We help these labs overcome barriers to becoming testing labs, such as providing them with necessary consumables such as reagents and swabs. We can organise the procurement of such goods, and contribute funds towards purchasing them. We connect testing labs to GP surgeries or care workers in their area, so that labs can drop off test kits then collect them again with ease. At present, we have six labs currently testing, located across the UK. There are 26 labs in the pipeline which we anticipate will be able to start testing in the next few weeks.
Because the network is decentralised and localised, health workers can easily get repeatedly tested with same-day results, even if they are asymptomatic. There have already been a number of success stories where this approach has been instrumental in helping GPs and care providers keep operating.

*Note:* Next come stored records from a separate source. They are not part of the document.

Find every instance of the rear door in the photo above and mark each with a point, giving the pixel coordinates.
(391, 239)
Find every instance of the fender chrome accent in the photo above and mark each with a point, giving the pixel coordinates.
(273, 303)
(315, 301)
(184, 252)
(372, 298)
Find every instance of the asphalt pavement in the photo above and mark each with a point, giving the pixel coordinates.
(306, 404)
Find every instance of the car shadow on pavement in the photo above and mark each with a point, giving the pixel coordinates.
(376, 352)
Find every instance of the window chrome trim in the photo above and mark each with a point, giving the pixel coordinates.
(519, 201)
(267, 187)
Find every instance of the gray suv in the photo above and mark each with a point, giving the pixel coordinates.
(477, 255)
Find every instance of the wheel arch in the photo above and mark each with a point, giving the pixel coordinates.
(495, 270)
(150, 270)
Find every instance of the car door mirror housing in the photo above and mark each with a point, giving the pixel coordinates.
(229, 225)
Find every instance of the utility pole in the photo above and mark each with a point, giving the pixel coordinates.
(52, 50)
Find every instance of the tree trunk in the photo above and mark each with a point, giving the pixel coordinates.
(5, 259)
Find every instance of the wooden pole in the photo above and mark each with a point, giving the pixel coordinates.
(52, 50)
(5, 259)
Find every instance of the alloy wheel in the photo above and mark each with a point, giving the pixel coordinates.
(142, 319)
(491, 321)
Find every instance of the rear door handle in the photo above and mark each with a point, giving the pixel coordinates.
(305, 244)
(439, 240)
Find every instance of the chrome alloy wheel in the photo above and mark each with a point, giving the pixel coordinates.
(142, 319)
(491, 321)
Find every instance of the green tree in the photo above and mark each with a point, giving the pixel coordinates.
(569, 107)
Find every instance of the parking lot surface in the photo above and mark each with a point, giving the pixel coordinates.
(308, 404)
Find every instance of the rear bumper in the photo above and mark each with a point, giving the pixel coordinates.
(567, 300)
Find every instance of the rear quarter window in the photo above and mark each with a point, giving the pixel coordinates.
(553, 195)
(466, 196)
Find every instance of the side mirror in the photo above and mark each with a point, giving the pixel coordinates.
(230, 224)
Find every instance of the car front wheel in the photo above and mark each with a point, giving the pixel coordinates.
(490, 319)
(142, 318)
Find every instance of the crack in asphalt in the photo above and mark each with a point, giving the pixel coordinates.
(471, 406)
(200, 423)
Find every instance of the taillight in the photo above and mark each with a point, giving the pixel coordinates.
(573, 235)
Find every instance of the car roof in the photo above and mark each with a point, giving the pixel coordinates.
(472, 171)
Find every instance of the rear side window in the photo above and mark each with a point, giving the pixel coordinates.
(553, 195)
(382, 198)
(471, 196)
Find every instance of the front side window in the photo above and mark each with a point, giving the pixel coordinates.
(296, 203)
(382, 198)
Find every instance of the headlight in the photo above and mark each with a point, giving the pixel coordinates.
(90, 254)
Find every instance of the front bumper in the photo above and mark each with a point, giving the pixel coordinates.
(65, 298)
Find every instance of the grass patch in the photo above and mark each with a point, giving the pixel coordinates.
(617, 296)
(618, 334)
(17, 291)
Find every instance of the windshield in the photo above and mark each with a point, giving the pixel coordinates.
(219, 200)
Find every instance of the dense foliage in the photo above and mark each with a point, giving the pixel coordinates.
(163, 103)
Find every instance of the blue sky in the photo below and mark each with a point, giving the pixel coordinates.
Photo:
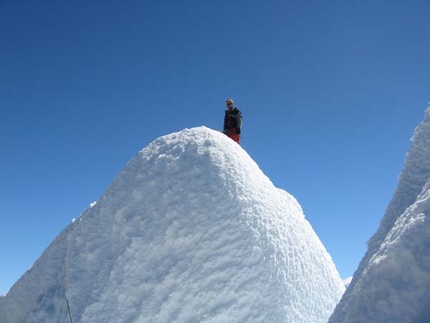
(331, 92)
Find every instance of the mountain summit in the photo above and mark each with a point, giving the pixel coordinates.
(190, 230)
(392, 282)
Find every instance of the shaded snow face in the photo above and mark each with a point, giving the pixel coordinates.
(190, 231)
(393, 281)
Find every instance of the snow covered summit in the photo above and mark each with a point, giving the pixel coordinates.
(191, 230)
(392, 283)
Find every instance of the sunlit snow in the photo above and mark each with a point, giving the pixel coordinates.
(191, 230)
(392, 283)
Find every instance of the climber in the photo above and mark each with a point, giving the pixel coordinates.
(232, 121)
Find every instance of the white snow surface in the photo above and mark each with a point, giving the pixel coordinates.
(191, 230)
(392, 283)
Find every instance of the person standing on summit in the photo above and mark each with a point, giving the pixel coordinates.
(232, 121)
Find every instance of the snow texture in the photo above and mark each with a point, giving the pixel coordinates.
(191, 230)
(392, 283)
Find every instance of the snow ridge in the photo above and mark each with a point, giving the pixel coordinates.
(393, 279)
(190, 231)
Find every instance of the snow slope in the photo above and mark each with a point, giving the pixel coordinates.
(191, 230)
(392, 283)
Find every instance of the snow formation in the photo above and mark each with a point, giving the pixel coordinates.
(392, 283)
(191, 230)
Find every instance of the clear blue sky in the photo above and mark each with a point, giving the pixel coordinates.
(331, 92)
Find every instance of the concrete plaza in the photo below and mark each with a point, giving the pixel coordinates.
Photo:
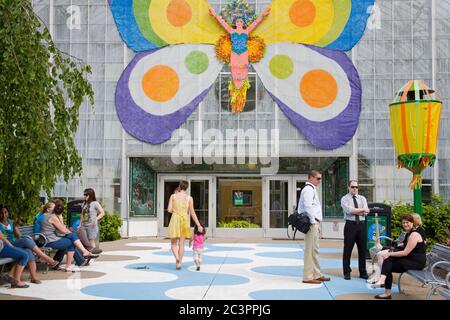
(232, 269)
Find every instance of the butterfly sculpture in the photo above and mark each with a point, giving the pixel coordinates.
(304, 69)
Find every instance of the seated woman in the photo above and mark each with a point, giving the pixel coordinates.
(413, 257)
(62, 239)
(12, 233)
(48, 208)
(7, 250)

For example, Pangbourne Surgery is a GP practice with 13,000 patients near Reading which almost had to shut down due to a number of case of COVID-19 across their staff. Many were having to self-isolate, which made it difficult for the surgery to keep operating. SBL were able to help with confirming and monitoring the state of the virus. The process happened very quickly: we tested 21 individuals over two days, delivering results within four hours. Most of the doctors did have COVID-19, and the information our testing revealed helped the surgery’s staff manage their team more efficiently, protecting other staff members and patients.
Davis French & Associates
The COVID-19 Volunteer Testing Network’s labs have also had successes in the care sector, as well as GPs. For example, Davis French & Associates are a lab in Yorkshire that recently joined the network. They have been testing in four GP surgeries, a care home and a community care provider. This provider was concerned that they may have been contributing to the spread of the virus among its clients, after several were hospitalised. The lab took a total of 20 swabs from the provider’s staff, and returned eight of them positive. This was especially valuable information, since none of the staff had been showing symptoms when they were tested. Some staff then developed symptoms, but had previously been transmitting the virus, unaware that they were doing so.
Our network can help labs like these to expand testing to healthcare workers across the country.